Wow! That works - don't understand how...  Still working through the installation steps for Mailman 3 - I get a few errors, but can't help wondering how this could be added as a port or pkg..


----------



## SirDice (Aug 9, 2017)

I suggest just using the port/package to install it: mail/mailman. Although it's slightly older, it's still a supported version. The "problem" with PIP (and similar applications) is that they tend to install things _outside_ of the normal package registration procedures. So you won't be alerted by things like pkg-audit(8) and you can't keep track of the versions and dependencies with pkg(8).


----------



## balanga (Aug 9, 2017)

SirDice said:


> I suggest just using the port/package to install it: mail/mailman. Although it's slightly older, it's still a supported version. The "problem" with PIP (and similar applications) is that they tend to install things _outside_ of the normal package registration procedures.
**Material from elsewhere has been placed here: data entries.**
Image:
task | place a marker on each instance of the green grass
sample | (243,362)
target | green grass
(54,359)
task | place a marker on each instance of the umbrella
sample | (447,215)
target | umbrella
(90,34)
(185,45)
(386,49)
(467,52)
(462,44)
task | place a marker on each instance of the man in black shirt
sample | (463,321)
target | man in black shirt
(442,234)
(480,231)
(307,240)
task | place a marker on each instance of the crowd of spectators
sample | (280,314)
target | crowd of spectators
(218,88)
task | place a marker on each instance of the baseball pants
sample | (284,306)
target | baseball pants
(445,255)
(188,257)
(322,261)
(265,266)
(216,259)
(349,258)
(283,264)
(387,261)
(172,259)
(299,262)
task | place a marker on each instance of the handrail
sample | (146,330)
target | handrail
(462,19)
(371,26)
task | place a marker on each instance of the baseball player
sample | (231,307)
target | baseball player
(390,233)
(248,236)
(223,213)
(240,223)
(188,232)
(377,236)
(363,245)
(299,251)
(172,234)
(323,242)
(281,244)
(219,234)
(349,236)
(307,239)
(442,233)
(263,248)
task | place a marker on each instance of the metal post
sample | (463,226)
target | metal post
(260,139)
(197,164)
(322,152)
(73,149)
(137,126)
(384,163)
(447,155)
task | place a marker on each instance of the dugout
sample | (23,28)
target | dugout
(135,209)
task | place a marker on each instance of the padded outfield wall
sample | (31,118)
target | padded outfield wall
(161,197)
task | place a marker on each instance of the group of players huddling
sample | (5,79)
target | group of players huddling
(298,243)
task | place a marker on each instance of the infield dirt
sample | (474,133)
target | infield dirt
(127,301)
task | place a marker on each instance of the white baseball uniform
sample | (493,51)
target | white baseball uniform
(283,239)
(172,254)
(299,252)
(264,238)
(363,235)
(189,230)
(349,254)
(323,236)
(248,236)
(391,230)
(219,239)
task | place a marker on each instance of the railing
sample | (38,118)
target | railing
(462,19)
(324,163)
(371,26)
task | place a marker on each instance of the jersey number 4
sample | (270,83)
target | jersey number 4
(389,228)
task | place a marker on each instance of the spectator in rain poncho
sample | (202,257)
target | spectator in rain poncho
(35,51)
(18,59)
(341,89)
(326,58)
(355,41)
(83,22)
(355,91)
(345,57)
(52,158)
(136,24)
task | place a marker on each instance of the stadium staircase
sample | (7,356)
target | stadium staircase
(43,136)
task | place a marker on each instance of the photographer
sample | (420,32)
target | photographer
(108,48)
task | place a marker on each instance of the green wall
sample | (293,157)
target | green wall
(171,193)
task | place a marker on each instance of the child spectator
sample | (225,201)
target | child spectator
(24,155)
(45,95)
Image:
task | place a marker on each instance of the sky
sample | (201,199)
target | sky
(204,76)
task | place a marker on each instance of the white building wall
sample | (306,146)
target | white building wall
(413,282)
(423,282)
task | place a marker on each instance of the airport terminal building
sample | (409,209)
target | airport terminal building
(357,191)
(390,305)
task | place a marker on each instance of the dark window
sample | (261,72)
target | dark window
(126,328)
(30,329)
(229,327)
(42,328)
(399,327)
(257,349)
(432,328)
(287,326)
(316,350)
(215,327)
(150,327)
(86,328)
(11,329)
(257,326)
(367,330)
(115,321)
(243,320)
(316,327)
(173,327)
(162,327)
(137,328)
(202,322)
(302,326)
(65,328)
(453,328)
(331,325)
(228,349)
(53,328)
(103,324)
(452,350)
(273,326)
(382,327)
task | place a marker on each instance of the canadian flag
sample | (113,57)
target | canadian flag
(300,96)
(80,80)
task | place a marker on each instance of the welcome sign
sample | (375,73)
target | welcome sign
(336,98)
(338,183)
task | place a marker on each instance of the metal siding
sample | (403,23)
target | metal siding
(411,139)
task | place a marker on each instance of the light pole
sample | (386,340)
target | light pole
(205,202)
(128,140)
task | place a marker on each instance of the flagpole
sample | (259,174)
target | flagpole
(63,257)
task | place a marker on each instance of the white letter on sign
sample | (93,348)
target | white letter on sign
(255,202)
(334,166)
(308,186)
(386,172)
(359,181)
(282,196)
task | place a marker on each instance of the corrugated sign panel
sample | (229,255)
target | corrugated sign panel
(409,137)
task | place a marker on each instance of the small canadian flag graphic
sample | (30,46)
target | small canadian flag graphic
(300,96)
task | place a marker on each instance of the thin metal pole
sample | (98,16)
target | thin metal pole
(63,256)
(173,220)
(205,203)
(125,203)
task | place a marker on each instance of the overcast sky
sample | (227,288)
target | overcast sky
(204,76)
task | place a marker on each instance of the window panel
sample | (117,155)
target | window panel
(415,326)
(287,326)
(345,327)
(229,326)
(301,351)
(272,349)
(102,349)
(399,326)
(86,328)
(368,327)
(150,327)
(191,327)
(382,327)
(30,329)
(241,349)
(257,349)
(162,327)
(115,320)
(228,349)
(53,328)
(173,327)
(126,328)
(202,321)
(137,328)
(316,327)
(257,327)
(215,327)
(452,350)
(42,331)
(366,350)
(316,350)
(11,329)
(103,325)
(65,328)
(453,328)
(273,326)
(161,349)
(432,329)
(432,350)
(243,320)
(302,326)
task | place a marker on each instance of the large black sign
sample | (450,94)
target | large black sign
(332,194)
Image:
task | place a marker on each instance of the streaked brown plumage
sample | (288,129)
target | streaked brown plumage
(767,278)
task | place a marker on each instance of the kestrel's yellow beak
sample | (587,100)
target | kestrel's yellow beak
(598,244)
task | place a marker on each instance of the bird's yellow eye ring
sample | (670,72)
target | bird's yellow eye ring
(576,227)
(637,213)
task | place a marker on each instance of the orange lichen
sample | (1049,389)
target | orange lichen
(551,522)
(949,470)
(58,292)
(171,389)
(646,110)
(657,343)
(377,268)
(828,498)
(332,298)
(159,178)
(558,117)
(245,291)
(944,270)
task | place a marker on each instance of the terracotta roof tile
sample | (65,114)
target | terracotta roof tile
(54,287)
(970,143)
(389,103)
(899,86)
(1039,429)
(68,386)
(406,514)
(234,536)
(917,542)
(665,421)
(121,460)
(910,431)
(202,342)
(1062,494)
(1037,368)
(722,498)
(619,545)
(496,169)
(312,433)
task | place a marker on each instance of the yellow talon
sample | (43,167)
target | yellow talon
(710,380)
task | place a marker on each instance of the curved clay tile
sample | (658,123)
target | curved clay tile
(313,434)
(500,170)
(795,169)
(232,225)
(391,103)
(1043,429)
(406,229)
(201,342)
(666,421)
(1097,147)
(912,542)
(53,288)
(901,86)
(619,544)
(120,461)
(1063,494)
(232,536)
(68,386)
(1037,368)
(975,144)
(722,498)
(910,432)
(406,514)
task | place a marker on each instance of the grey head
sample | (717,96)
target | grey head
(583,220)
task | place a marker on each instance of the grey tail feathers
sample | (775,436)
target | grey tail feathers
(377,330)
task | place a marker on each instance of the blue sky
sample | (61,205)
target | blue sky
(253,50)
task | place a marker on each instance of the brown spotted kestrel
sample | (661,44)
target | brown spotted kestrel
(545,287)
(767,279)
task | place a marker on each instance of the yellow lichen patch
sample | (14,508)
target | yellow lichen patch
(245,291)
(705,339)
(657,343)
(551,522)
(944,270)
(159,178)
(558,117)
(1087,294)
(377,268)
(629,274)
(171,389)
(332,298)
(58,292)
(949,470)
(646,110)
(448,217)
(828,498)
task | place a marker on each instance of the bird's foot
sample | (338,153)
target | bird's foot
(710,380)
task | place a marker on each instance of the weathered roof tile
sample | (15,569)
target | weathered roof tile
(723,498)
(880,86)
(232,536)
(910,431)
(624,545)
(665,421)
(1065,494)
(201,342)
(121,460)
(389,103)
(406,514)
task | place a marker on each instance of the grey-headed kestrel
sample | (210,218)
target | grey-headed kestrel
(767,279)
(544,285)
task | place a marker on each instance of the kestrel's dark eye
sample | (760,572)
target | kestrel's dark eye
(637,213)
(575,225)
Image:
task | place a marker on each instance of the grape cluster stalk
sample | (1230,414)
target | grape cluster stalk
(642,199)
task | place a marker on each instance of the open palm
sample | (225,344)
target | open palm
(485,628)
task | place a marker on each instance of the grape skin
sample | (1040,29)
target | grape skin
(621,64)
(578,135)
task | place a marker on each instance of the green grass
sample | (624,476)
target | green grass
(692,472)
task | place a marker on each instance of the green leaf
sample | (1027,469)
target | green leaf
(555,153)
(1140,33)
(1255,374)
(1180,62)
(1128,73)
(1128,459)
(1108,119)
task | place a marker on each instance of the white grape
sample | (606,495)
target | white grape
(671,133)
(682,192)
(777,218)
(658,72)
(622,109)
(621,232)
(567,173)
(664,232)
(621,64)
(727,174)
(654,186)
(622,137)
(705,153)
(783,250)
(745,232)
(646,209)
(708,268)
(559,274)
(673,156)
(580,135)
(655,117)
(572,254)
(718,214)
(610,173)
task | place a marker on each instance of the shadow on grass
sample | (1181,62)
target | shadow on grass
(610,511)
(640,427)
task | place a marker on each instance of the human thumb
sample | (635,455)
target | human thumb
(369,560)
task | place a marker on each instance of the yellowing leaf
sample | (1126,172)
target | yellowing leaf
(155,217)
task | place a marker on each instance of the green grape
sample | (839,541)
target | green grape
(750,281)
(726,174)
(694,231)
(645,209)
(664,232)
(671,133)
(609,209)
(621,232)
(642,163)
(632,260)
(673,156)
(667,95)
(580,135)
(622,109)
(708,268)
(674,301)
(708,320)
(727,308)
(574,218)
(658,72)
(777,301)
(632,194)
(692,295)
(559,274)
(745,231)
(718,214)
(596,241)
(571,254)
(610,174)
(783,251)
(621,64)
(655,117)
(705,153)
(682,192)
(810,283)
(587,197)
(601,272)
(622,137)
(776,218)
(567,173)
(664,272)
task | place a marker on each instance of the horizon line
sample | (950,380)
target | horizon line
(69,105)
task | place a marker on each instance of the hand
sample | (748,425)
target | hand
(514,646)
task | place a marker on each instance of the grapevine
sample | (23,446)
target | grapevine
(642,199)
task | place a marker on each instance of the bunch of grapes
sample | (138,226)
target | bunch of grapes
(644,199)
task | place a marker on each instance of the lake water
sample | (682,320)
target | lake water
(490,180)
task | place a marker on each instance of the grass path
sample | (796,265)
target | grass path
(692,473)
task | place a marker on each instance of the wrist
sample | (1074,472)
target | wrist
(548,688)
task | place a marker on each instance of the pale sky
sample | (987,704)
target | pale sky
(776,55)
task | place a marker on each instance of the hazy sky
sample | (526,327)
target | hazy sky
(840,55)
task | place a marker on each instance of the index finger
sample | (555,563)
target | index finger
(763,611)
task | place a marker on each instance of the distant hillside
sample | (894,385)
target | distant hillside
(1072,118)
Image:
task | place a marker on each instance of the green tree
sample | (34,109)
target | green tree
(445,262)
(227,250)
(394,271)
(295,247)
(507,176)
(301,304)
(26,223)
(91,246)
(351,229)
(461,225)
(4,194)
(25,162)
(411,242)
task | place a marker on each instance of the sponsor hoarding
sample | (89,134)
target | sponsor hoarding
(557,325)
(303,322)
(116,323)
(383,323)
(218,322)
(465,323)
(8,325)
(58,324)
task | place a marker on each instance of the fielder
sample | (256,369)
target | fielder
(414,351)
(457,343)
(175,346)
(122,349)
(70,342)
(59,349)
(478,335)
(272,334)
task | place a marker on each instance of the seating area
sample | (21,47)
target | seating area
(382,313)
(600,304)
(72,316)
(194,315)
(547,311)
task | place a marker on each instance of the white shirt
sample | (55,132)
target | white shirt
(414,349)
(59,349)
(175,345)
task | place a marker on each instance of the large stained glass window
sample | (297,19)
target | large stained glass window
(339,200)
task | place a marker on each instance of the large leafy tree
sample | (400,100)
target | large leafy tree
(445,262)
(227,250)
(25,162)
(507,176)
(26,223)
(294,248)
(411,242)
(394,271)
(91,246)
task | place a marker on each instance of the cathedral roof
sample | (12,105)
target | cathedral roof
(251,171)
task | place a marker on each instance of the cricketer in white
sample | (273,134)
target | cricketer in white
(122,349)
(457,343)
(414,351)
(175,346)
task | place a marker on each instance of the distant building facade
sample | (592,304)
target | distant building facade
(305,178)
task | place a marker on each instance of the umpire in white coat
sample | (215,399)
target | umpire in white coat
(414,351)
So you won't be alerted by things like pkg-audit(8) and you can't keep track of the versions and dependencies with pkg(8).



The FreeBSD supported Mailman is v2 which is almost ten years old, albeit some changes have been made. Mailman 3 is a major redesign/rewrite.


----------



## SirDice (Aug 9, 2017)

balanga said:


> The FreeBSD supported Mailman is v2 which is almost ten years old


It doesn't really matter how old it is, what's important is that it's still a supported version.

You could reach out to the maintainer and ask him if he's working on getting Mailman 3 ported.


----------